1845. Stoddart, Gram., in Encycl. Metrop. (1847), I. 48/1. Verbs transitive and intransitive are, in other words, active and neuter; for the verb active is considered as passing over from the agent to the object, whilst the neuter is considered as not passing over.
b. as sb. A transitive verb.
1612. Brinsley, Lud. Lit., 129. That other rule for the Acusatiue after the Verbe, is of Transitiues, whose action passeth into another thing.
3. Philos. Passing out of itself; passing over to or affecting something else; operating beyond itself; = TRANSIENT 2. (Opposed to immanent.)
1613. Purchas, Pilgrimage, I. i. 5. For all the proprieties of God are infinite, as they are immanent in himselfe, yet in their transitiue and forren effectes are stinted and limited to the modell and state of the creature.
1626. Bacon, Sylva, § 70. Cold is Active and Transitive into Bodies Adjacent, as well as Heat.
1785. Reid, Intell. Powers, II. xiv. (1803), I. 306. Logicians distinguish two kinds of operations of the mind; the first kind produces no effect without the mind, the last does. The first they call immanent acts; the second transitive.

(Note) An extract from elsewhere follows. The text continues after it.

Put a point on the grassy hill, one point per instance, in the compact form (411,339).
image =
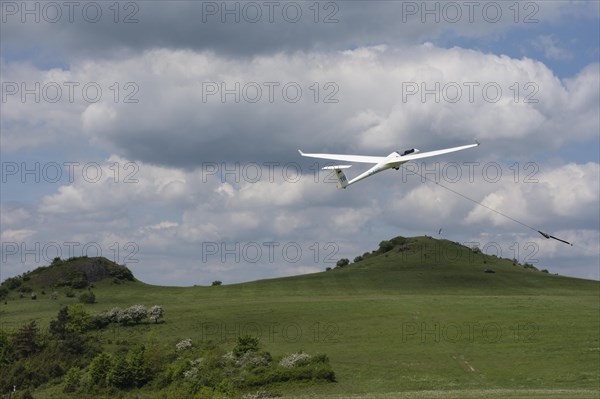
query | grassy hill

1893. Fairbairn, Christ in Mod. Theol., II. II. iii. 441. It is of the essence of both to be transitive. Love regards an object whose good it desires; righteousness is the conduct which fulfils the desire of love.
4. Characterized by or involving transition, in various senses: that has something passing through it (obs.); that itself passes through stages; that forms a transition (real, or in thought) between two stages, positions, or conditions; that is in an intermediate stage or position; transitional; intermediate; transformational. Now rare or Obs.
1660. Jer. Taylor, Duct. Dubit., II. ii. rule vi. § 7. An image that is understood to be an image can never be made an idol: or if it can it must be by having the worship of God passd thorough it to God; by being the analogical, the improper, the transitive, the relative (or what shall I call it) object of Divine worship.
1811. Pinkerton, Petralogy, I. 73. This transitive grunstein occurs in the Hartz.
1836. I. Taylor, Phys. The. Another Life, xii. (1847), 166. The preparations that are made by any of the transitive species of animals for their approaching metamorphosis.
1854. F. Bakewell, Geol., 8. The lower portion, resting on the crystalline rocks, being called the transitive series.
1860. Mayne, Expos. Lex., Transitivus, applied by Werner to rocks or soils that present the vestiges of organised bodies; as forming the transition of soils from the first class to those of the third, with which they are nearly related: transitive.
1865. Grote, Plato, I. xvii. 494. The transitive process, above described, represents the successive stages by which every adult mind has been gradually built up from infancy.
5. Of the application of words: Transferred. rare. ? Obs.
1810. D. Stewart, Philos. Ess., II. I. i. 226. The greater part of the transitive or derivative applications of words depend on casual and unaccountable caprices of the feelings or of the fancy.
6. Math. In the theory of groups: see quots.
1890. Cent. Dict., s.v. Group, A group is called doubly, triply, or n times transitive if any set of 2, 3, n elements can be brought to any places.
1902. Encycl. Brit., XXIX. 121/1. If it is possible to find an operation S of the group such that O.S is any assigned one of the set of objects, the group is called transitive in respect of this set of objects. When this is not possible, the group is called intransitive in respect of the set.